Centrally designed protocols start out strong and improve logarithmically. Evolvable protocols start out weak and improve exponentially. It's dinosaurs vs. mammals, and the mammals win every time. The Web is not the perfect hypertext protocol, just the best one that's also currently practical. Infrastructure built on evolvable protocols will always be partially incomplete, partially wrong and ultimately better designed than its competition.
On the other hand, competetion between different branches of the network, with regard to rate of growth of quality content, and the rate of liberation of research ejournals from the control of commercial agents, is something that will be very beneficial for the public domain, and is therefore to be encouraged.
The scholarly communication crisis The MathSurvey should grow in an organic way, as a creatively structured and universal network of mathematical knowledge, which would be the result of a major collaborative effort by the entire mathematical community.
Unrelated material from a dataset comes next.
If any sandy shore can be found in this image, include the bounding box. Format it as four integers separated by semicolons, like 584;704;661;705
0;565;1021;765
It should reach from the foundations of mathematics through its major trunks and well established branches to the twigs, leaves and flowers of current research achievements. That image in cyberspace of the entire body of mathematics should serve the community in numerous ways.
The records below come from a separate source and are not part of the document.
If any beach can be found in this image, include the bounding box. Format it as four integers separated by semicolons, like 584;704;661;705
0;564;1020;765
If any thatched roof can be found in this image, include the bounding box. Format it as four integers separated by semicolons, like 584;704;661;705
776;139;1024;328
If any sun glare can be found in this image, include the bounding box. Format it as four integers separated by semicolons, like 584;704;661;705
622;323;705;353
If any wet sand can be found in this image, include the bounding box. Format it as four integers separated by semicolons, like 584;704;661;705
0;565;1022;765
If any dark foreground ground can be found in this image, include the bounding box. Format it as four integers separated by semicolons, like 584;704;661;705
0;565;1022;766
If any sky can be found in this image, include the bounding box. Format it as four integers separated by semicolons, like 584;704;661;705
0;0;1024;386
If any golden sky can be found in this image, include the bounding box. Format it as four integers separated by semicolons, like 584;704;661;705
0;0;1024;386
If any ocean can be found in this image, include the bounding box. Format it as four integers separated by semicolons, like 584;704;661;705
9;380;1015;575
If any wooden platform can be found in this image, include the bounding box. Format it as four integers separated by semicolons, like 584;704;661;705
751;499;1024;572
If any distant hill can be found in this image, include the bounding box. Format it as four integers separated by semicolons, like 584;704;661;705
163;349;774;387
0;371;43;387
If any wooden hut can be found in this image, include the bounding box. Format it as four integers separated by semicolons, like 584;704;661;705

In view of recent initiatives to digitize the paper archive of mathematics, such as JSTOR and the Digital Mathematics Library, and especially if the latter project can be adequately funded to provide free access to digital representations of that part of the paper record refrerred to in articles of the MathSurvey, the only obvious limit to the range of the MathSurvey would be recent mathematical content excluded from it by improper archiving behind electronic toll gates, and even that may be eventually liberated by pressure on the gate keepers. The content of openly archived mathematics currently includes most existing free electronic journals. But, as pointed out by John Ewing in Predicting the future of scholarly publishing, that is a very small fraction of the total research output of the mathematical community. Nonetheless, the quantity of mathematics published over open archives is growing at an exponential rate which should increase as there is pressure on the majority of traditional journals which have gone to an paper plus electronic format to go to further to an electronic plus paper on demand format, with the likelihood that many such journals may become electronic only.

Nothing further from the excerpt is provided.